Internals | Lambda Smalltalk

Architecture Overview

Lambda Smalltalk combines multiple optimization techniques to achieve performance competitive with LuaJIT and Node.js V8.

Cranelift JIT

Hot methods are automatically compiled to native code using Cranelift, the same backend used by Wasmtime and Rust's alternative codegen.

Hot method detection: Methods called 10+ times trigger JIT compilation
Cross-platform: x86-64, ARM64, RISC-V
Speculative execution: Overflow checks with fast-path optimization

Fast Path (no overflow):
  sadd_overflow a, b -> (result, overflow_flag)
  brif overflow_flag -> deopt
  tag result as SmallInteger
  continue

Deoptimization (overflow):
  save all registers to frame
  return DEOPT sentinel with resume IP

Branch prediction makes overflow checks nearly free while preserving Smalltalk's unlimited precision integer semantics.

True Deoptimization

When JIT-compiled code encounters overflow or non-SmallInteger arguments, it performs true deoptimization (LuaJIT-style):

Save register state to the current frame
Record resume IP — the exact bytecode instruction where overflow occurred
Return DEOPT sentinel to the VM
Interpreter resumes at the saved IP with full LargeInteger support

This is different from naive "restart the method" approaches.

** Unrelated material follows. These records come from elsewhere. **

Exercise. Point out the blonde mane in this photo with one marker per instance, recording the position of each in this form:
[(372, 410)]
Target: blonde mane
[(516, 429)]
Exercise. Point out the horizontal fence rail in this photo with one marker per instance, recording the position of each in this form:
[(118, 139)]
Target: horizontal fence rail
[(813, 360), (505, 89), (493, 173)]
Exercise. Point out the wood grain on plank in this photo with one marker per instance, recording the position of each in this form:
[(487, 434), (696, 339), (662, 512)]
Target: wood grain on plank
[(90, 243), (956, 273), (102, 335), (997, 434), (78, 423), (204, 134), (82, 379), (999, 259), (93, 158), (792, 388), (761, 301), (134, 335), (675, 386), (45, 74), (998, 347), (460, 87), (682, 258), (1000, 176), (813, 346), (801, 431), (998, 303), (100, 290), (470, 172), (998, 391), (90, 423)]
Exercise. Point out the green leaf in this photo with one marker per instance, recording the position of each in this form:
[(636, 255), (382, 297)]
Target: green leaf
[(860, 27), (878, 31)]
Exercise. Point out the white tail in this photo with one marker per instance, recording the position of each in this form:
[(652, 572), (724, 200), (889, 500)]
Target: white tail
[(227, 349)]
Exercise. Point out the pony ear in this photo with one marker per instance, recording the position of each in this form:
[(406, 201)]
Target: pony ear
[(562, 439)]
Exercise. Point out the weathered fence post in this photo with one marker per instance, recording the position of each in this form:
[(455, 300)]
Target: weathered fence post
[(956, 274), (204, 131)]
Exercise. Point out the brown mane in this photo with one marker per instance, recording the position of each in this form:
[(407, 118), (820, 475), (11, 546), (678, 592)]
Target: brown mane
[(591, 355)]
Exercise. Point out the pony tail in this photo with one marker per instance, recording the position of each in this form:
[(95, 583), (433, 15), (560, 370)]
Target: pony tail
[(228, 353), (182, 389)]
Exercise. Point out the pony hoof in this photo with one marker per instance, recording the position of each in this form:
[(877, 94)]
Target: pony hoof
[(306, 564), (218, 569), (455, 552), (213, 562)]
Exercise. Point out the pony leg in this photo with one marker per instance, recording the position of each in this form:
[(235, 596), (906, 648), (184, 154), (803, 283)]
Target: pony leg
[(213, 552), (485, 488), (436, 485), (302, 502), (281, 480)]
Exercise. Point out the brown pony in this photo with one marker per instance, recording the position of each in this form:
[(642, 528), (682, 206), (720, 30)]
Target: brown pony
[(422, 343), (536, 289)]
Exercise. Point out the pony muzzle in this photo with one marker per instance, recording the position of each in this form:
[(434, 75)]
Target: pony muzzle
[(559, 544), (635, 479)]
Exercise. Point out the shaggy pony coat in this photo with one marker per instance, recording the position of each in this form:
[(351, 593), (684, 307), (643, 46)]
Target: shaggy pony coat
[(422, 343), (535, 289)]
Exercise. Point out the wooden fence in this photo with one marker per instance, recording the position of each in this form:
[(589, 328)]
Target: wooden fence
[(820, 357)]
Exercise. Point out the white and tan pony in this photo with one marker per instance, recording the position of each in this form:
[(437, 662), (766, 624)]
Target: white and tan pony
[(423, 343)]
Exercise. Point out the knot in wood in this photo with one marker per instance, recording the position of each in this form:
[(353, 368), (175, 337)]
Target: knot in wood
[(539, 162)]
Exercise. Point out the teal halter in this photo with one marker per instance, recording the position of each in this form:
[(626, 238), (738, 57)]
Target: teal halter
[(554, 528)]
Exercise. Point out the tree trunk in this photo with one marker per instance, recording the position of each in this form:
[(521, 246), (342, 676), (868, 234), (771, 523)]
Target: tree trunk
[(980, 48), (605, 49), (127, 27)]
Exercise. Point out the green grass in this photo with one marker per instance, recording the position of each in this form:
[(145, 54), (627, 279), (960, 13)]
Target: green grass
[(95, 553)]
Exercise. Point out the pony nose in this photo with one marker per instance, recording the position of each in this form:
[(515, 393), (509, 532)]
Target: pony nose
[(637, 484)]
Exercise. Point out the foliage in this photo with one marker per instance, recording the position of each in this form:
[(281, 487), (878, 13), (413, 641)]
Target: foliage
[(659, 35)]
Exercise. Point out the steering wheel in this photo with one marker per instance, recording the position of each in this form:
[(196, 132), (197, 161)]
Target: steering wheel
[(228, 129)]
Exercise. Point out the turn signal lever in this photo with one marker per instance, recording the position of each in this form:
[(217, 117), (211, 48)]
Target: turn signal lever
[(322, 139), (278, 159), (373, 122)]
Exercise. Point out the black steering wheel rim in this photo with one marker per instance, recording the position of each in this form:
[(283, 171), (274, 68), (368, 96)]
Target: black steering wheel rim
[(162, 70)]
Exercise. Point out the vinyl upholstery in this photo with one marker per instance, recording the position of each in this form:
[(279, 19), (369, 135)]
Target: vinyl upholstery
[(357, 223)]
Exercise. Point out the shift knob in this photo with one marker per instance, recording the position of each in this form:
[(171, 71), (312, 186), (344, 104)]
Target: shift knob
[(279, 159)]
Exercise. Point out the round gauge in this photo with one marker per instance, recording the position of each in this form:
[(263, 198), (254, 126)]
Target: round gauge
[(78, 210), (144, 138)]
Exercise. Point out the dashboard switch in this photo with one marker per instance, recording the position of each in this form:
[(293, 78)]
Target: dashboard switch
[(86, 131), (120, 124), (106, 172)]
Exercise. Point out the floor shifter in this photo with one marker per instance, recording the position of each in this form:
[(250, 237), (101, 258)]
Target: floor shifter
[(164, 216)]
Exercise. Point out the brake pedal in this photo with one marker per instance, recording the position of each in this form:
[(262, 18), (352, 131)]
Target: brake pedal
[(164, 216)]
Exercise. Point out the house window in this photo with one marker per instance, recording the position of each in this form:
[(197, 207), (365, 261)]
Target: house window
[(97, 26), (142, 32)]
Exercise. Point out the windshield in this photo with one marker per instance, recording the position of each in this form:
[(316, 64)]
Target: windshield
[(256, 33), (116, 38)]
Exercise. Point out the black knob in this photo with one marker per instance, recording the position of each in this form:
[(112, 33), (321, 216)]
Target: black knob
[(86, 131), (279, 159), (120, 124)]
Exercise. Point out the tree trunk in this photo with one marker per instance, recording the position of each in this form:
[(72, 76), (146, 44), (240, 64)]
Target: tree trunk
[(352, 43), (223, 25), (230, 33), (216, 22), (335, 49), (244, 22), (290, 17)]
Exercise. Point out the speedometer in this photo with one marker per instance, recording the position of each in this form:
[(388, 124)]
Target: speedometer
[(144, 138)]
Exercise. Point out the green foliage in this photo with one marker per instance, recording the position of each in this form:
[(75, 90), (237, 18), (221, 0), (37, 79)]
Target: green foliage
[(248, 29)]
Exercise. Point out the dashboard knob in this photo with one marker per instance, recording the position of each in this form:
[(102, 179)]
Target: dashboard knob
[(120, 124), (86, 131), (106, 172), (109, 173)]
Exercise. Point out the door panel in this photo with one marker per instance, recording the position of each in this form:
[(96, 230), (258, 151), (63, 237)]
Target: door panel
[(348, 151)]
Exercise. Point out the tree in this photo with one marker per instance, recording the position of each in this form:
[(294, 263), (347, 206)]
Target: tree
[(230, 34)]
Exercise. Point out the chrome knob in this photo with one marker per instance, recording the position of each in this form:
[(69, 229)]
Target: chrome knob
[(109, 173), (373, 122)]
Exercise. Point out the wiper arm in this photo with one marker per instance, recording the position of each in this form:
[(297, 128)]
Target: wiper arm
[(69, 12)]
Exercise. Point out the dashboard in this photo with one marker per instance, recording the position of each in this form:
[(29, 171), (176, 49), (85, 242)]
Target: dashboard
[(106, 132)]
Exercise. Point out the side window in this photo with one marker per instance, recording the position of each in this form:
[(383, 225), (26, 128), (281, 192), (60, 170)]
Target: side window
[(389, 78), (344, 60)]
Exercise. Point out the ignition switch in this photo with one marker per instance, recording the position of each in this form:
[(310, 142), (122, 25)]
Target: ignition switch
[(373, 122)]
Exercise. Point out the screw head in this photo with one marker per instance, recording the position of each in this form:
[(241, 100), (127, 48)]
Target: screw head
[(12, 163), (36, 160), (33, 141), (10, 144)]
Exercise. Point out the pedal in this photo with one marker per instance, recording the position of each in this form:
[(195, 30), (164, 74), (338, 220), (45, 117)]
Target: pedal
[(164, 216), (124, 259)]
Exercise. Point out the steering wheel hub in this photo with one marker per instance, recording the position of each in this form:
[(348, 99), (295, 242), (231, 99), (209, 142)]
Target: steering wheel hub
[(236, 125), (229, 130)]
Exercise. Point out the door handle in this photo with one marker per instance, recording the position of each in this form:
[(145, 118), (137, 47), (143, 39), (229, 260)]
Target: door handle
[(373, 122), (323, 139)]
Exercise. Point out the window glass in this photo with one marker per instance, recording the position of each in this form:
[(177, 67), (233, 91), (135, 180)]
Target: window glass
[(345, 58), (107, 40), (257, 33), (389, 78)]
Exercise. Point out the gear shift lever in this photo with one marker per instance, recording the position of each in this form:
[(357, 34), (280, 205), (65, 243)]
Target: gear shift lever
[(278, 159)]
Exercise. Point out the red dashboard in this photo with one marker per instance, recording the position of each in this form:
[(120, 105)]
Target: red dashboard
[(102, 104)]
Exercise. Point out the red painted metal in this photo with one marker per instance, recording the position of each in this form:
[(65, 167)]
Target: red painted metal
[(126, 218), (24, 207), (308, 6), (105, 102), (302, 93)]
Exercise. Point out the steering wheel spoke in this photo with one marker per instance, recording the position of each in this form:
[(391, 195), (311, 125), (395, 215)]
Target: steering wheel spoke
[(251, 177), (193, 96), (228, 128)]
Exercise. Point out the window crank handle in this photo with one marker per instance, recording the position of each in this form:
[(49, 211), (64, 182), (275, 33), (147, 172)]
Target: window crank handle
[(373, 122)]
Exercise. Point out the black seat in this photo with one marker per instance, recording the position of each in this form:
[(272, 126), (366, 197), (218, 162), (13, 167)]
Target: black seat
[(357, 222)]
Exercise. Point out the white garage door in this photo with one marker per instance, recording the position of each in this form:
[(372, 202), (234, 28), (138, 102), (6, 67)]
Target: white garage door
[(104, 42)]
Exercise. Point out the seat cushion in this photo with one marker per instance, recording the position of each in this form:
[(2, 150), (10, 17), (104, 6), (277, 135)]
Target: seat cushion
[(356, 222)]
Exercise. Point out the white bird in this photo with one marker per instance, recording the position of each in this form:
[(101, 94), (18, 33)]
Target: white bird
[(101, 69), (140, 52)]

Lambda Smalltalk resumes execution at the exact point where JIT failed, preserving all intermediate results.

Example: x := (2^31 - 1) + 1

JIT executes:  LOADI r0, 2147483647
               ADDI r0, r0, 1     ← overflow detected here
               [DEOPT: save r0, resume_ip=1]

Interpreter resumes at ip=1:
               ADDI r0, r0, 1     ← re-executes with LargeInt
               RETURN r0          → LargeInteger(2147483648)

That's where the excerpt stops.